We learn of the Luddite rebellion through the eyes of Thomas Kerfoot (David Crellin) and his daughter Clem (Katie West), weavers from Westhoughton in Lancashire, who see the introduction of machinery into their mill through widely differing lenses. Clem sees the opportunities that the technology will bring, whilst Thomas perceives only a threat and joins the radical Luddite sect, who become increasingly violent in their political methods, culminating in the burning down of the mill in April 1812.
The cast of six actors each play a variety of roles, with Reuben Johnson excelling as the Luddite informant and Burton (Daniel Millar), the ostensibly Liberal factory owner (Lenin's 'useful idiot'), who reverts to capitalist type when his position and assets are threatened. The character of Ned Ludd, the eponymous leader of the rebels, makes a striking appearance after the interval; clad in a long black coat and broad brimmed hat, he flits in and out of scenes as a shadowy figure, fanning the flames of riot and uprising. Whether or not Ludd actually ever existed is debatable, but his implied presence encouraged the rebellion and frightened the establishment, less than 25 years after the revolution in France. Although ultimately unsuccessful, the Luddite rebellion was the beginning of the working class struggle for recognition, leading to Peterloo nine years later and eventually changes to workers’ rights and the voting franchise.

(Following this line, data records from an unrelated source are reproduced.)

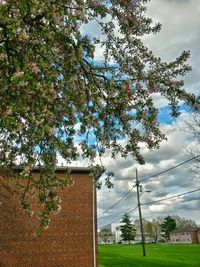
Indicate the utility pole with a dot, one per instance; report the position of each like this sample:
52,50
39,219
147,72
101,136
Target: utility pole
140,213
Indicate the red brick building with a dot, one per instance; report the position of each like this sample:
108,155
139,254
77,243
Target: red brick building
70,240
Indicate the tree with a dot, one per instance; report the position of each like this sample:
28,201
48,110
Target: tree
192,127
128,229
148,228
105,234
167,226
53,92
156,231
182,222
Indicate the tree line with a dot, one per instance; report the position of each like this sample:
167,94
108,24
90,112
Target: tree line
157,229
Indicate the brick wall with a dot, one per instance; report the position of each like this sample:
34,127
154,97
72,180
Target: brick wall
67,242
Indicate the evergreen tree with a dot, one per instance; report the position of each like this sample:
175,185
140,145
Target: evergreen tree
167,226
128,229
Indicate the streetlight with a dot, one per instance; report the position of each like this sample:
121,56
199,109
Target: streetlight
139,189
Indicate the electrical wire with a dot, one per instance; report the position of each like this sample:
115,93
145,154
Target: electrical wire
144,179
167,198
116,203
176,166
128,212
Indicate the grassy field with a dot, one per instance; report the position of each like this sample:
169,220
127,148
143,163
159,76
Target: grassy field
158,255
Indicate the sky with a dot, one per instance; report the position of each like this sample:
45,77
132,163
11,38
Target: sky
180,31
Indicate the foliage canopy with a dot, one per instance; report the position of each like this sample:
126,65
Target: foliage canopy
53,91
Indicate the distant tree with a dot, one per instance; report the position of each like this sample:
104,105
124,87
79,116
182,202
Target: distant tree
183,222
167,226
148,229
128,229
156,231
105,234
53,91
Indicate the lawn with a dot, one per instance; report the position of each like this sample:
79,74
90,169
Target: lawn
158,255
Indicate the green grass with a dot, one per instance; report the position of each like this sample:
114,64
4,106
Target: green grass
158,255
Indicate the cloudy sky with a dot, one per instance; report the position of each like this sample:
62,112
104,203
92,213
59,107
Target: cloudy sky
180,31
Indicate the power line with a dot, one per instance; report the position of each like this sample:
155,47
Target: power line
115,204
176,196
128,212
144,179
176,166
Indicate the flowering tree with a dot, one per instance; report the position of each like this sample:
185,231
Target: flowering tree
52,89
127,229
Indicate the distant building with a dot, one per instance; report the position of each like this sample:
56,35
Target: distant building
189,235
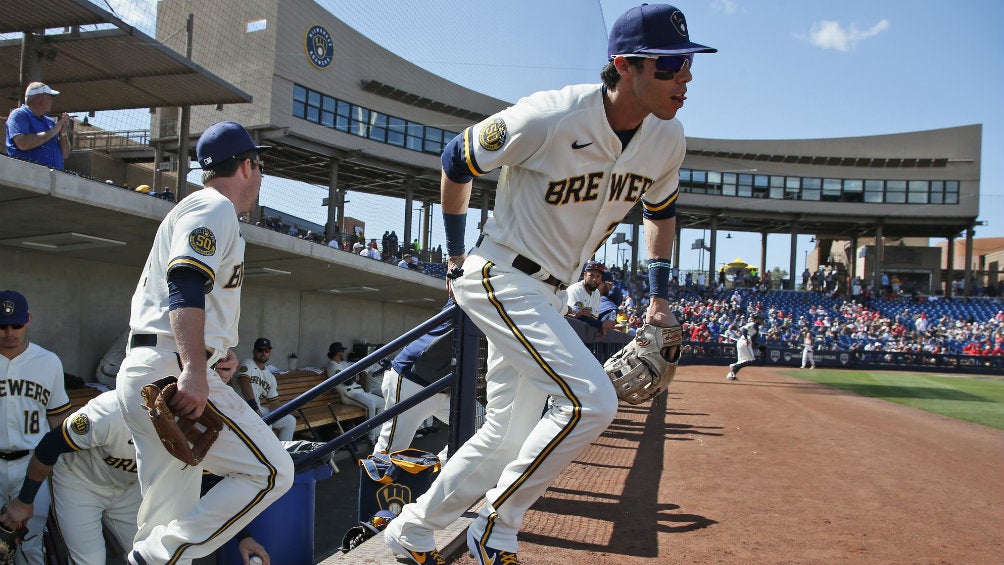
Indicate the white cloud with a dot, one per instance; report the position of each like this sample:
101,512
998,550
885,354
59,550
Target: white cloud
728,7
829,34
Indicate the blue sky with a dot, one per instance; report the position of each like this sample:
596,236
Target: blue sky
785,69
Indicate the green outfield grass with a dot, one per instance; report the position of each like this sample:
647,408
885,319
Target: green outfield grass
979,399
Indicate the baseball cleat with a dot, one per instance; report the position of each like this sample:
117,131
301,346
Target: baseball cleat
418,557
488,556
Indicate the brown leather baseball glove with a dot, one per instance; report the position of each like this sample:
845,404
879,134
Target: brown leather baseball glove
187,440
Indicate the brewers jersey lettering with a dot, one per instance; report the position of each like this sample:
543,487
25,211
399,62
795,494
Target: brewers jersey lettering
569,183
97,482
201,232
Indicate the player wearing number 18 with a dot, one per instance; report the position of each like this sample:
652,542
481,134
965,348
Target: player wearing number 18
32,399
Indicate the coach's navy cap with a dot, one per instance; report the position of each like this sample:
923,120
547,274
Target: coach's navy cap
222,142
13,307
655,29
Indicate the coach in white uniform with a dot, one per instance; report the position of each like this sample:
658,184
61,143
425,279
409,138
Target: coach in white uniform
574,162
256,384
32,400
185,317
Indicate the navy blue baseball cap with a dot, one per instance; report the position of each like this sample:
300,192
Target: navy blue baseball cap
653,29
13,307
222,142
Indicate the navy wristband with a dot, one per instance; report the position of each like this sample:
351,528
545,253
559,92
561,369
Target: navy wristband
659,278
456,226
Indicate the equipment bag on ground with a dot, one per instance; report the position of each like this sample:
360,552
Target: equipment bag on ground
390,481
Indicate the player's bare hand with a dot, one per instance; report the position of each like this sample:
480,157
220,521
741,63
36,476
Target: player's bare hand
193,392
16,514
227,366
454,269
248,547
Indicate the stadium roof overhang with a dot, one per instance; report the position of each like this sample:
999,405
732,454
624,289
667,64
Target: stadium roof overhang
114,67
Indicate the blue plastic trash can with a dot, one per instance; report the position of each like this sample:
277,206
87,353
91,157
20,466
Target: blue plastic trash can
284,529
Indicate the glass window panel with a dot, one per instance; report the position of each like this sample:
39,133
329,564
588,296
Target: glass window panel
853,186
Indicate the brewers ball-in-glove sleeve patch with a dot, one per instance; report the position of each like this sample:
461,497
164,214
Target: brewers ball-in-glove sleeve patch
645,367
187,440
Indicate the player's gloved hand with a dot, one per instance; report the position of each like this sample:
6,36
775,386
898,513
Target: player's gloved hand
193,393
248,547
16,514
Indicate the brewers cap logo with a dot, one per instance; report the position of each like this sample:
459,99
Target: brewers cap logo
679,23
202,241
80,424
319,46
493,134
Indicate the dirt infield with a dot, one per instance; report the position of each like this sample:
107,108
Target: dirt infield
774,470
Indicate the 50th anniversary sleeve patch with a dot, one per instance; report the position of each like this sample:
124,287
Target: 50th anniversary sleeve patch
202,241
492,135
80,425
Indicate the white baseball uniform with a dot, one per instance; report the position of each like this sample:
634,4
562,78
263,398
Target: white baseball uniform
566,182
265,389
31,389
97,482
176,526
353,393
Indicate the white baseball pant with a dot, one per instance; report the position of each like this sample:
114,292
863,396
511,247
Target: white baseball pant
175,524
532,353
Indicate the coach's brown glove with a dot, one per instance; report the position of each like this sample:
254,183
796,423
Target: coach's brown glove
645,367
9,540
187,440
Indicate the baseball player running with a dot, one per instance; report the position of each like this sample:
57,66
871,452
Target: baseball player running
185,317
258,386
573,163
32,400
745,348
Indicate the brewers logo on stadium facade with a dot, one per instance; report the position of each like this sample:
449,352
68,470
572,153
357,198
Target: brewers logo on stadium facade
493,134
202,241
80,424
319,46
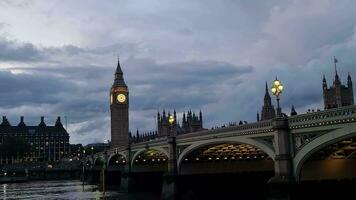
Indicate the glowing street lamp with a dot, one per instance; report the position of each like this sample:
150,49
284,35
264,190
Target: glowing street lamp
277,89
171,120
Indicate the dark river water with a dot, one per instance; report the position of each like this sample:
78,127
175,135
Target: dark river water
68,189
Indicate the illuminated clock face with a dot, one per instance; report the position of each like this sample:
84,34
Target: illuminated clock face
121,98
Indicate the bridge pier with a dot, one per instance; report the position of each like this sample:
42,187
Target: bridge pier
169,185
283,160
127,182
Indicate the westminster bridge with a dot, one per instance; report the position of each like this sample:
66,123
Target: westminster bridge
311,146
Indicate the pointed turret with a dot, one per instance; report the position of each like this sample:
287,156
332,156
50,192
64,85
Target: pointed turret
325,85
22,123
58,122
119,78
337,79
349,80
5,122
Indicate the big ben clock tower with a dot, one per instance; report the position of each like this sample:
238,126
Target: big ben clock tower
119,107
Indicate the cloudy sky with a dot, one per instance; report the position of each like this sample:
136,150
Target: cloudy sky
57,58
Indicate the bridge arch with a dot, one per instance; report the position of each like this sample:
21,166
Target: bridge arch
268,150
165,152
319,143
120,159
99,161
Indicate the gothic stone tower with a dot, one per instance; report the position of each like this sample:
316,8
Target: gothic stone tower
338,95
119,107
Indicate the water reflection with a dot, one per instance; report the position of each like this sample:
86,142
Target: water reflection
56,190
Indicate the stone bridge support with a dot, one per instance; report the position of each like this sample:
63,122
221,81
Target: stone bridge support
126,182
169,186
283,161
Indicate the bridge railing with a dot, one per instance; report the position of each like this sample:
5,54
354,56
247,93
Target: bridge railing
332,116
242,129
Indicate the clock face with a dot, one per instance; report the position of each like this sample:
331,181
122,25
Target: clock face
121,98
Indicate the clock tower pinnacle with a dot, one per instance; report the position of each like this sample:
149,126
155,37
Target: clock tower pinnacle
119,109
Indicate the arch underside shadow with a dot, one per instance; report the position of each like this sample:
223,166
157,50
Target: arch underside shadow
157,152
320,143
150,160
263,151
116,159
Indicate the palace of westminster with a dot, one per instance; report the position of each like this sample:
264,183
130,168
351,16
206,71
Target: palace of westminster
51,143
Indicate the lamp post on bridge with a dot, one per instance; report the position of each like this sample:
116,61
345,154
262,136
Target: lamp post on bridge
277,89
169,187
283,159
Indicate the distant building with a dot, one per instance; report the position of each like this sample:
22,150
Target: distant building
338,95
47,143
96,147
190,123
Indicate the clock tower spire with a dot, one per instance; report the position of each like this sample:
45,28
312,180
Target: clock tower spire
119,109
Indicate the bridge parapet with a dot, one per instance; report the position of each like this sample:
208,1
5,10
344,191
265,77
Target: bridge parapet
327,117
244,129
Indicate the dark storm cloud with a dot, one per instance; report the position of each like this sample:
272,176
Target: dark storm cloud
209,55
16,51
20,89
180,85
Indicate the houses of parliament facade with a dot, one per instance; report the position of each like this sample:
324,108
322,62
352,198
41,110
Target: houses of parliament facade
46,143
335,96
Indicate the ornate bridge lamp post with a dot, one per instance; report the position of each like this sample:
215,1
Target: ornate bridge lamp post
277,89
283,159
172,160
169,188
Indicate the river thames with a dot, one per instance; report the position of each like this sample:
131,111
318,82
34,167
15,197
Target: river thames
66,190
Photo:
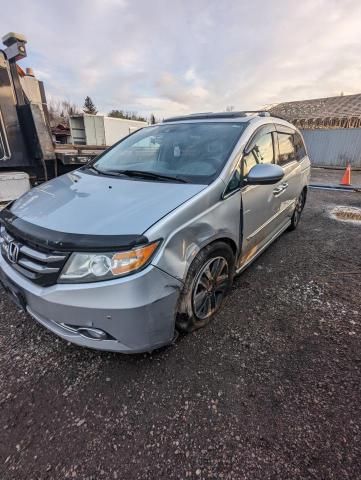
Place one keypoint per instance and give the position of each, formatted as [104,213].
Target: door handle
[276,191]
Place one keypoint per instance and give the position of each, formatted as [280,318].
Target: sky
[185,56]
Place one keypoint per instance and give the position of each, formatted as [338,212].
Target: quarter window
[286,148]
[262,152]
[299,146]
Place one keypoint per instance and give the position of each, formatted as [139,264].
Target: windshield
[191,152]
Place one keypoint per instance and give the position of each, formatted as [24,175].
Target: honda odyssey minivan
[146,239]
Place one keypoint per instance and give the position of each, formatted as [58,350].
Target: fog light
[93,333]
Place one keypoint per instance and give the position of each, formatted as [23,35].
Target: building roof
[340,111]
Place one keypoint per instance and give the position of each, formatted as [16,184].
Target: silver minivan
[145,240]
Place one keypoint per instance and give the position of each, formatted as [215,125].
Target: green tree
[89,106]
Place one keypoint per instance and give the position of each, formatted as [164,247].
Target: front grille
[40,266]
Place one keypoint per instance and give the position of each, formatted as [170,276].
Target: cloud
[178,57]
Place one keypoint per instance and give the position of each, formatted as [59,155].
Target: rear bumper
[136,312]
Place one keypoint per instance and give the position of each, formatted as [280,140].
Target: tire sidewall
[186,319]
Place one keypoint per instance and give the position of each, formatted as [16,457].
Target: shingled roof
[343,111]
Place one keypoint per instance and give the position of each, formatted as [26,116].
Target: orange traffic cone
[346,179]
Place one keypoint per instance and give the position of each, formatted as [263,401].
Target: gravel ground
[333,177]
[270,390]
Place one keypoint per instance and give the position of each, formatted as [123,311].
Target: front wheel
[298,210]
[208,281]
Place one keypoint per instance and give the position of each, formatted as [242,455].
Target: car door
[260,203]
[290,151]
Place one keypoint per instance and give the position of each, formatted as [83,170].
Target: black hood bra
[66,242]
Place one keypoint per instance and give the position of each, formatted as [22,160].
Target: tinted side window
[299,146]
[286,148]
[2,150]
[262,152]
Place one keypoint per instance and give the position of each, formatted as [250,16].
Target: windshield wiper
[91,167]
[142,174]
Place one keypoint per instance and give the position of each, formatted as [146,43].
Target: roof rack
[207,115]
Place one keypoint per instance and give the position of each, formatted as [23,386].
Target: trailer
[99,130]
[28,154]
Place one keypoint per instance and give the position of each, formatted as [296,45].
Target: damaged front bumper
[129,315]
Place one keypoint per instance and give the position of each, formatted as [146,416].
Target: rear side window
[262,152]
[299,146]
[287,152]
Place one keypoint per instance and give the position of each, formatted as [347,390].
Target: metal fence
[334,148]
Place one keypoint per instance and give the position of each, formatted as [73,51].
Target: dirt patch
[347,214]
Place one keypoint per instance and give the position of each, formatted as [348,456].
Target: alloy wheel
[210,287]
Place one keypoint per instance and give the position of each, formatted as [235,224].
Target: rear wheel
[208,281]
[298,210]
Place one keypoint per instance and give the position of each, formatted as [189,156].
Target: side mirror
[264,174]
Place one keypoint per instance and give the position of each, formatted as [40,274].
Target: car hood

As a piece of theatre, it was only partially successful. I found the chronology of events was muddied and the narrative structure lacked cohesion, with some characters not being fully realised. The feeling of confusion was added to with a delay at the start due to 'tech difficulties', the irony of which was not lost on the audience given the subject matter of the play. I also felt they could have made better use of the wider Exchange building, where a Luddite riot actually took place, to illustrate the events.
'There is a Light....' implicitly seeks to draw out the parallels between the struggles of the 19th Century weavers of Lancashire and their modern equivalents working for Deliveroo, Amazon and Uber, all these workers are fundamentally insecure in their employment and subject to the advances of technology that will eventually take away their jobs.
Manchester will commemorate the bicentenary of Peterloo next month and the part played by these earlier political protesters should not be forgotten by our city.
Verdict: A timely and relevant message to the architects of our Northern Powerhouse.